9. A Recorrida não contra-alegou.

10. Colhidos os vistos, cumpre apreciar e decidir.


II. Delimitação do objeto do recurso
Como é jurisprudência sedimentada, o objeto do recurso é delimitado em função das conclusões formuladas pelo recorrente, pelo que, dentro dos preditos parâmetros, da leitura das conclusões recursórias formuladas pelo Réu/ora Recorrente decorre que o objeto do presente recurso está circunscrito à questão de saber se se verifica o fundamento de divórcio a que se refere a alínea d) do artigo 1781º do Código Civil.


III. Fundamentação.
1. As instâncias deram como provados os seguintes factos:
1.1. A autora e o réu casaram um com o outro, sem convenção antenupcial no dia 06 de outubro de 1990.
1.2. CC, nascido a ..../1993 e DD, nascida a .../1997, são filhos da autora e do réu.
1.3. Desde (pelo menos) maio de 2014, que o réu discute e se desentende regularmente com a autora, mesmo na presença dos filhos, deixando de ser afetuoso para com ela, provocando-lhe sentimentos de mal-estar, angústia e sofrimento, levando a que esta não pretenda reatar a relação de comunhão de vida com o autor.
1.4. A autora, o réu e os filhos do casal moram juntos na casa sita na ..., em Lisboa, pertença das partes, onde reina o ambiente consequente ao descrito em 3.

2. Do mérito do recurso
2.1. Do Artigo 1781º do Código Civil

Prescreve, sob a epígrafe Ruptura do casamento, o artigo 1781º do Código Civil que:

São fundamento do divórcio sem consentimento de um dos cônjuges:

a) A separação de facto por um ano consecutivo;

b) A alteração das faculdades mentais do outro cônjuge, quando dure há mais de um ano e, pela sua gravidade, comprometa a possibilidade de vida em comum;

c) A ausência, sem que do ausente haja notícias, por tempo não inferior a um ano;

d) Quaisquer outros factos que, independentemente da culpa dos cônjuges, mostrem a ruptura definitiva do casamento.

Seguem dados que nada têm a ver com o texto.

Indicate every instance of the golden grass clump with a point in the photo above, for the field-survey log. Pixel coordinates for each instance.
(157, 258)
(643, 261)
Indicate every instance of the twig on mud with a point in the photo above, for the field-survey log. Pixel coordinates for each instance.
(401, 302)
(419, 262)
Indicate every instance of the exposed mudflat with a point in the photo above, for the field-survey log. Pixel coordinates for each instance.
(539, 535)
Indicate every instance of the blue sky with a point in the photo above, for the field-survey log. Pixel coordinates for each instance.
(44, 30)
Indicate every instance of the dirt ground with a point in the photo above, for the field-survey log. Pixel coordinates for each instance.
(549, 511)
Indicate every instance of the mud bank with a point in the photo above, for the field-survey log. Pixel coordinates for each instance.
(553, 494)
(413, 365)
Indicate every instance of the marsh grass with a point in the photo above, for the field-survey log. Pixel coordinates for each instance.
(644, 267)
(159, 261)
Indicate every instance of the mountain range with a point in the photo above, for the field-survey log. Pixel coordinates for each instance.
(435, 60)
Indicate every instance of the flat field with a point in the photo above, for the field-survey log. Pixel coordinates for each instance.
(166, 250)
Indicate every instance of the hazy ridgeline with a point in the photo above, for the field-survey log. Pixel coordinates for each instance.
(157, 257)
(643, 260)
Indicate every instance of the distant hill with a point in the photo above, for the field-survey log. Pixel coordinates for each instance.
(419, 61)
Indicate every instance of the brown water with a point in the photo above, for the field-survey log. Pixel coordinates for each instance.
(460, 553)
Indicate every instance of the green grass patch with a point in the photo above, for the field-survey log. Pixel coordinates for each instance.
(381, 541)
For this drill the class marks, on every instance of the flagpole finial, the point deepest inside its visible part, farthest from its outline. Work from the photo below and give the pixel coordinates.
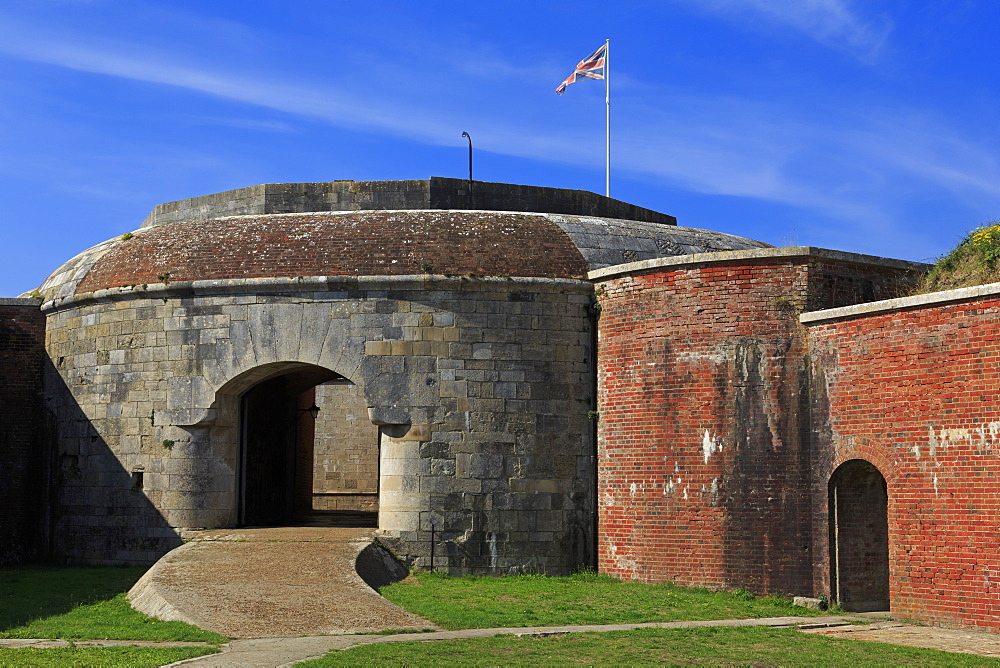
(469, 137)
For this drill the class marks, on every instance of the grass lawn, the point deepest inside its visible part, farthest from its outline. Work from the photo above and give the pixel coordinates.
(662, 647)
(85, 603)
(133, 657)
(81, 602)
(586, 598)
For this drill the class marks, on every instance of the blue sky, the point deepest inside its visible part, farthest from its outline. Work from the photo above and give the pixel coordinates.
(867, 126)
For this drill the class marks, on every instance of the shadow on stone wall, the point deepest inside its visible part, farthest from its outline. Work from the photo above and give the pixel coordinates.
(100, 513)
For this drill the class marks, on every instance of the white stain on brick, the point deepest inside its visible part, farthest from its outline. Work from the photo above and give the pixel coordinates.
(709, 445)
(987, 433)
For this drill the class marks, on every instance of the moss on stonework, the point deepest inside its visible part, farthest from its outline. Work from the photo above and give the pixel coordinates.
(974, 261)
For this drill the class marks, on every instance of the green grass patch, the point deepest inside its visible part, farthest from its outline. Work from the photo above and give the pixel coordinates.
(587, 598)
(662, 647)
(81, 602)
(132, 657)
(974, 261)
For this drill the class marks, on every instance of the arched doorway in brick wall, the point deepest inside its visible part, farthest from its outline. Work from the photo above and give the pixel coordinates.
(859, 537)
(308, 453)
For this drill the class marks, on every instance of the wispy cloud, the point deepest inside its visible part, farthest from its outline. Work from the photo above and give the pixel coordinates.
(833, 23)
(849, 168)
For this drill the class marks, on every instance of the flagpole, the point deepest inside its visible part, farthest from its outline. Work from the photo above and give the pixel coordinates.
(607, 118)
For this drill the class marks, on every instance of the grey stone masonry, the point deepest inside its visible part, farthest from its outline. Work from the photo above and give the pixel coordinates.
(480, 386)
(433, 193)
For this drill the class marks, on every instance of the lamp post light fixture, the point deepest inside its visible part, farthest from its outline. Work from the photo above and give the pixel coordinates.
(312, 410)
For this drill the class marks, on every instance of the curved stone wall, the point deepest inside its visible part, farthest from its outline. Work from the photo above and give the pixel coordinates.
(481, 386)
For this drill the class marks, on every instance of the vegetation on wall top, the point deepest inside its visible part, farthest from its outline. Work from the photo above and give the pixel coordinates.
(974, 261)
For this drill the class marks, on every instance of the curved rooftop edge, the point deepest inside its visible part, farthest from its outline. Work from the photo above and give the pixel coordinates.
(752, 254)
(900, 304)
(380, 242)
(321, 287)
(433, 193)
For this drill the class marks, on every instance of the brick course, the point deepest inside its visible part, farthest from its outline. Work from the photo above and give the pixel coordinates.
(704, 464)
(915, 393)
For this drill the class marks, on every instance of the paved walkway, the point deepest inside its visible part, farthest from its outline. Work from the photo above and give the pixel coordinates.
(272, 652)
(289, 594)
(275, 582)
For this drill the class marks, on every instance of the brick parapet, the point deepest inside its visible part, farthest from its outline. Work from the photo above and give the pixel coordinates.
(433, 193)
(23, 457)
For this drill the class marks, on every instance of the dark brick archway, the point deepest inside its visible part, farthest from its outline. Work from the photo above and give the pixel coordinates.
(859, 537)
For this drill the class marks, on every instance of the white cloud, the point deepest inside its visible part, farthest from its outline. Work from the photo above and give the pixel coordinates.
(833, 23)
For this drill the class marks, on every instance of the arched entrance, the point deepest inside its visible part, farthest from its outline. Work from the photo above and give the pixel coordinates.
(302, 435)
(859, 537)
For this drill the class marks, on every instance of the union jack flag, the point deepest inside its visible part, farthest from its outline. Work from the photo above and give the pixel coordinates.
(591, 67)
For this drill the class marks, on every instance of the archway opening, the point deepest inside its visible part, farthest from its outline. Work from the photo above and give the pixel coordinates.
(308, 453)
(859, 537)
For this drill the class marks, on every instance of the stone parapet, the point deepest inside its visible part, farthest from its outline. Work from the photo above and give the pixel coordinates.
(433, 193)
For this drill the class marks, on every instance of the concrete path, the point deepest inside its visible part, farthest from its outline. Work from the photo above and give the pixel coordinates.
(275, 582)
(272, 652)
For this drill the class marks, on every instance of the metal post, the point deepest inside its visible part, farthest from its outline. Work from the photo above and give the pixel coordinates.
(607, 118)
(469, 137)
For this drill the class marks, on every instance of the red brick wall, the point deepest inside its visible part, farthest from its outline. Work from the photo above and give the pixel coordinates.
(22, 459)
(704, 464)
(917, 393)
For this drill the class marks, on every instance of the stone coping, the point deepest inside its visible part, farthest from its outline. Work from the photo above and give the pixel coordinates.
(310, 284)
(900, 304)
(752, 254)
(434, 193)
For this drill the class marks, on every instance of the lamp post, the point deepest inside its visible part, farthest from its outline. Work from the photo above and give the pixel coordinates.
(469, 137)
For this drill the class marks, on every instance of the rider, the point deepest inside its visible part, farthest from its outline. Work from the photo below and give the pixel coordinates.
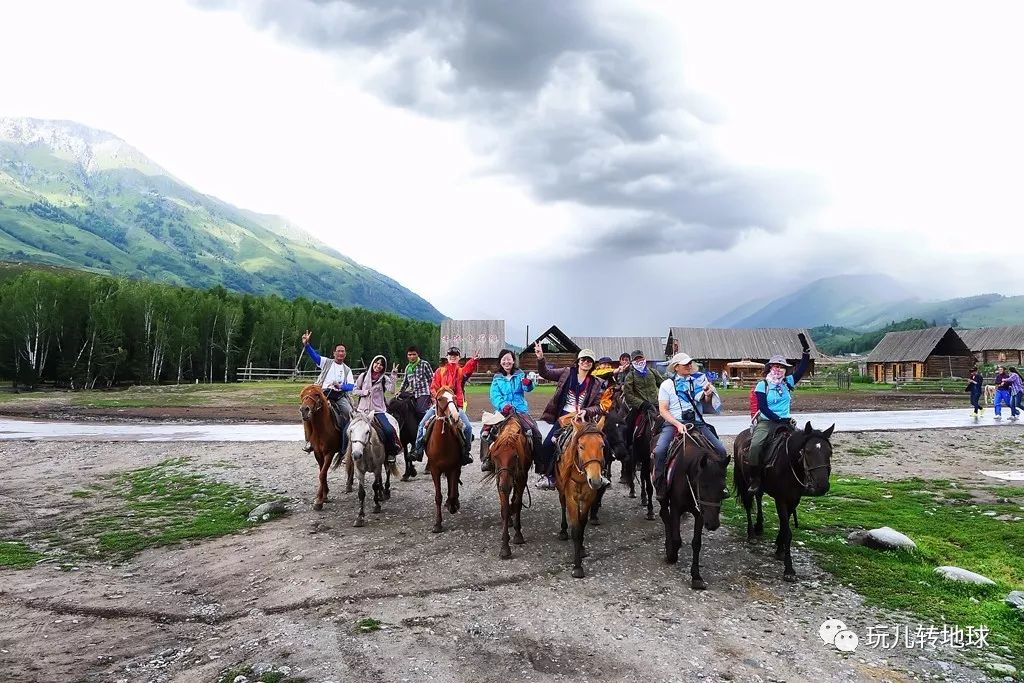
(577, 391)
(773, 406)
(508, 392)
(336, 381)
(682, 399)
(450, 375)
(639, 389)
(371, 387)
(418, 377)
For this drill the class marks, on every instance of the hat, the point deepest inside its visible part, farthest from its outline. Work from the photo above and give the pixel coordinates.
(678, 359)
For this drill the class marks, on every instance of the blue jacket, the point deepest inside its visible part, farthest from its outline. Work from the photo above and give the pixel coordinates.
(505, 390)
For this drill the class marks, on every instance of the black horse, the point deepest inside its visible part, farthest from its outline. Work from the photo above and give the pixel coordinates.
(697, 486)
(402, 408)
(801, 467)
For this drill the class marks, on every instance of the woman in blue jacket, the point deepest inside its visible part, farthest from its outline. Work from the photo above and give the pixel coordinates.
(508, 393)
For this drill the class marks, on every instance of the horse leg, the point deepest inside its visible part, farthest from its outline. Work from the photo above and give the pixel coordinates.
(696, 582)
(361, 518)
(517, 510)
(785, 536)
(378, 492)
(671, 552)
(436, 476)
(562, 534)
(759, 527)
(505, 552)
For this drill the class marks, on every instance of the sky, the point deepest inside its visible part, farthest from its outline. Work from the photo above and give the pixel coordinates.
(612, 167)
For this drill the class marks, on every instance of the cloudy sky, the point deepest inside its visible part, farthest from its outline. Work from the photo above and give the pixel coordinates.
(610, 166)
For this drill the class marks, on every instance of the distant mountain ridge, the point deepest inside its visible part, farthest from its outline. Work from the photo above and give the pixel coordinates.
(865, 302)
(76, 197)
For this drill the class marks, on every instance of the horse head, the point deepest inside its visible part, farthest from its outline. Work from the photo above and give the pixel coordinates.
(359, 434)
(589, 456)
(812, 451)
(311, 401)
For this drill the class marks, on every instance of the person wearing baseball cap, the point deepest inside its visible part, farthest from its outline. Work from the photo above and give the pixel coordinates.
(773, 404)
(451, 375)
(682, 399)
(577, 391)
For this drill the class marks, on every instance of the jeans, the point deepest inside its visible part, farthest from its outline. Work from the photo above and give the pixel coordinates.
(467, 428)
(1003, 396)
(665, 438)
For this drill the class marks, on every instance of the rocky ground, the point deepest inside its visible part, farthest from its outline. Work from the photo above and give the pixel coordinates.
(291, 592)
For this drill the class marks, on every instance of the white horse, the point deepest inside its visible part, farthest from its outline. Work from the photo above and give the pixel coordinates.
(366, 452)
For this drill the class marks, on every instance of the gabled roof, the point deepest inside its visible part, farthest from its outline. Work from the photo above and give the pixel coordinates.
(483, 337)
(652, 347)
(727, 343)
(916, 345)
(993, 339)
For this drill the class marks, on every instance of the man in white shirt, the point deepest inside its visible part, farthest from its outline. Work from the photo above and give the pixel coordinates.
(336, 380)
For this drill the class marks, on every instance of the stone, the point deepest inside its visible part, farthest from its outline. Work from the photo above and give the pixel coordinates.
(267, 508)
(884, 538)
(956, 573)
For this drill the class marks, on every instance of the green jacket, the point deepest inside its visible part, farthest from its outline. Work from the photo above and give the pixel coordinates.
(638, 388)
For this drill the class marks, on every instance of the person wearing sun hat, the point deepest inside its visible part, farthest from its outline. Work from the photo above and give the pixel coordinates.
(773, 404)
(682, 399)
(577, 391)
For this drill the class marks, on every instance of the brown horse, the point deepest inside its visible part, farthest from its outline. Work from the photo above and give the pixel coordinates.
(512, 459)
(579, 479)
(323, 434)
(443, 451)
(801, 468)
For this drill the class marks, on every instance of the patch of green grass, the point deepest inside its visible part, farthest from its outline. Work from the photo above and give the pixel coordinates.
(945, 535)
(17, 555)
(368, 625)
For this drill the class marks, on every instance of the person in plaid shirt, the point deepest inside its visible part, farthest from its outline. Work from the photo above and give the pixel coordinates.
(419, 374)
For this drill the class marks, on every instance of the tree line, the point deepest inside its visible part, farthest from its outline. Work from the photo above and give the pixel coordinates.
(81, 331)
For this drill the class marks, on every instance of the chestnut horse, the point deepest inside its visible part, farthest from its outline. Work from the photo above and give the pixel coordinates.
(579, 479)
(801, 468)
(512, 459)
(323, 434)
(443, 451)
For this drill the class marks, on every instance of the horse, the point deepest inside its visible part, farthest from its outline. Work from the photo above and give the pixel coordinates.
(366, 454)
(510, 454)
(322, 432)
(579, 479)
(801, 468)
(443, 451)
(697, 486)
(402, 408)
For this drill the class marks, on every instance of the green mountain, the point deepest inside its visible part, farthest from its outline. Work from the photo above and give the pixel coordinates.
(75, 197)
(855, 304)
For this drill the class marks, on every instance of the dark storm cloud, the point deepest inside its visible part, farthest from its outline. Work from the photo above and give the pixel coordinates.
(568, 97)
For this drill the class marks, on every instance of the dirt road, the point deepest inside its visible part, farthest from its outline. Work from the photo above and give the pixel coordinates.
(290, 592)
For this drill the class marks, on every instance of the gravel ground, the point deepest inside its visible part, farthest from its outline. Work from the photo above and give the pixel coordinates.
(290, 592)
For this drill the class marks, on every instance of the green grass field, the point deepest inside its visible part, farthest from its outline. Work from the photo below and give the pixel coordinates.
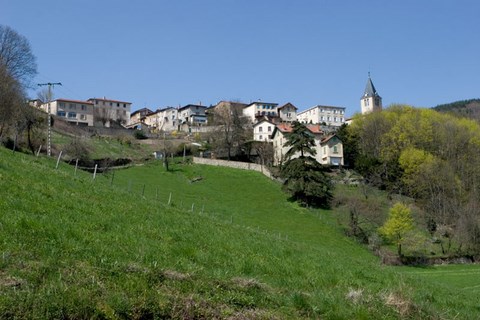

Nos presentes autos, está em causa a alínea d) citada, sendo este o fundamento legal invocada pela Autora e que obteve acolhimento pelas instâncias.

O atual regime do divórcio foi introduzido no Código Civil pela Lei n.º 61/2008, de 31de outubro.

Conforme consta na Exposição de motivos do Projeto de Lei n.º 509/10, que esteve na origem daquele diploma, procurou-se adaptar o regime jurídico do divórcio a uma visão atual do matrimónio, tido como espaço de vida a dois assente fundamentalmente no laço afetivo: “decorrendo do princípio da liberdade, ninguém deve permanecer casado contra sua vontade ou se considerar que houve quebra do laço afectivo. O cônjuge tratado de forma desigual, injusta ou que atente contra a sua dignidade deve poder terminar a relação conjugal mesmo sem a vontade do outro.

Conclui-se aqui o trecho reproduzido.